More overt examples include a free gift (aren’t gifts free by definition?) an oak tree (isn’t every oak a tree?), to join together (if you join things, aren’t they automatically together?), to enter into (doesn’t enter imply into?), an
unconfirmed rumour (if it’s confirmed, it is surely no longer just a rumour?) where the duplication is not hidden by another language or the use of a single letter abbreviation.
This material is not really a surprise, I suppose. To quote Yogi Berra, ``It’s de´ ja` vu all over again’’.
Double negatives, like He didn’t do nothing, and double comparatives, like It’s
a more bigger question, have been argued to be tautological, but that is a matter of perspective: for speakers who use these constructions the repetition may be obligatory, and when it is obligatory it makes more sense to talk about redundancy than tautology.
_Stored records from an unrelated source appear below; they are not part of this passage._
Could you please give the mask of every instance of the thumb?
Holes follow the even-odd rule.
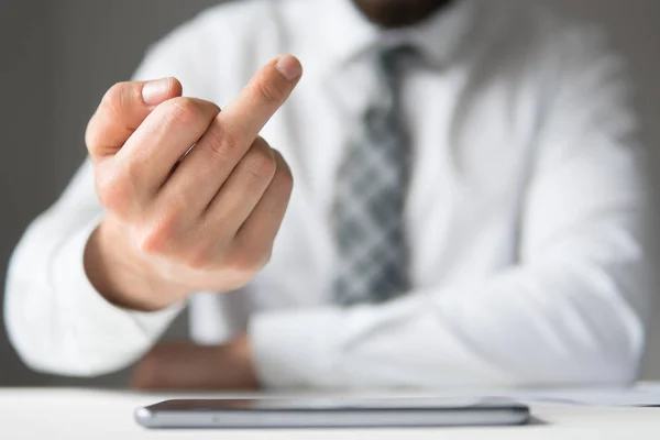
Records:
[[[85,141],[91,160],[116,154],[156,106],[182,94],[175,78],[114,85],[87,125]]]

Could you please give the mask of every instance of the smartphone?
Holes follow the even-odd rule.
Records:
[[[179,399],[140,408],[145,428],[404,428],[525,425],[506,398]]]

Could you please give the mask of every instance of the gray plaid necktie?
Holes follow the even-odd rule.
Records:
[[[333,287],[342,306],[383,302],[410,288],[404,230],[410,145],[399,95],[405,64],[414,54],[409,45],[377,54],[378,94],[338,169]]]

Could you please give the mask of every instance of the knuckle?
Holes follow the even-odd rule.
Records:
[[[138,249],[146,255],[164,255],[170,250],[180,226],[182,216],[177,212],[158,216],[143,228],[138,239]]]
[[[255,91],[266,102],[280,102],[286,97],[286,91],[276,81],[261,79],[254,82]]]
[[[277,163],[268,146],[256,144],[243,158],[245,168],[253,176],[264,179],[273,179],[277,170]]]
[[[242,279],[252,279],[264,268],[267,255],[254,252],[251,248],[243,248],[234,252],[227,262],[227,268],[239,275]]]
[[[277,166],[271,186],[278,194],[289,195],[294,190],[294,175],[292,174],[290,168],[286,165]]]
[[[194,271],[209,268],[213,261],[213,254],[207,245],[197,245],[189,249],[183,258],[183,263]]]
[[[97,196],[101,206],[114,213],[127,213],[135,193],[130,172],[113,168],[109,174],[97,176]]]
[[[210,158],[231,155],[239,147],[238,136],[226,125],[213,125],[207,131],[205,138],[204,148],[209,153]]]
[[[165,118],[172,124],[190,125],[201,116],[199,103],[194,98],[180,97],[166,102]]]

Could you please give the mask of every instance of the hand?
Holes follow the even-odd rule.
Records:
[[[110,89],[86,135],[107,216],[85,267],[102,295],[156,310],[234,290],[263,268],[293,178],[258,132],[300,74],[296,58],[274,59],[222,112],[180,97],[172,78]]]
[[[135,369],[131,387],[141,391],[257,389],[250,341],[241,336],[226,345],[190,342],[156,345]]]

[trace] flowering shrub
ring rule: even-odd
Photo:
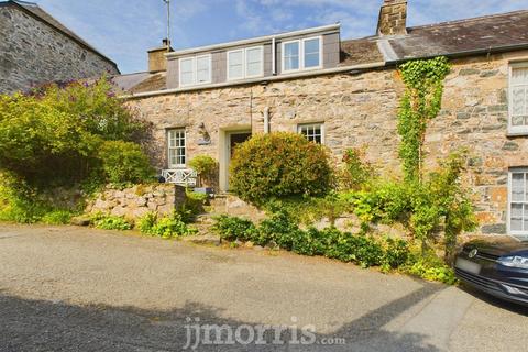
[[[257,205],[271,198],[323,195],[332,183],[327,150],[286,132],[255,135],[238,145],[230,174],[231,189]]]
Various people have calculated that language is approximately 50% redundant. This is a useful feature, because it means that we can understand spoken language against background noise, understand a written text that includes spelling mistakes, and cope with language errors or just confused grammar when we meet it. Y cn prbbly ndrstnd ths wtht vwl lttrs, but the vowels make it easier to process. The difference in speech between why
choose and white shoes is signalled by minute differences in the [t] sound, which allows us to hear where words begin and end. In I washed the car yesterday the
yesterday does away with the need for -ed on washed, but the suffix helps us keep the information straight. Saying things twice is not necessarily bad, but too much of it can be a problem.
As a postscript, note that while it may be the Avon River in Christchurch, in Stratford it is the River Avon. The British usage is conservative; American usage is like the New Zealand usage.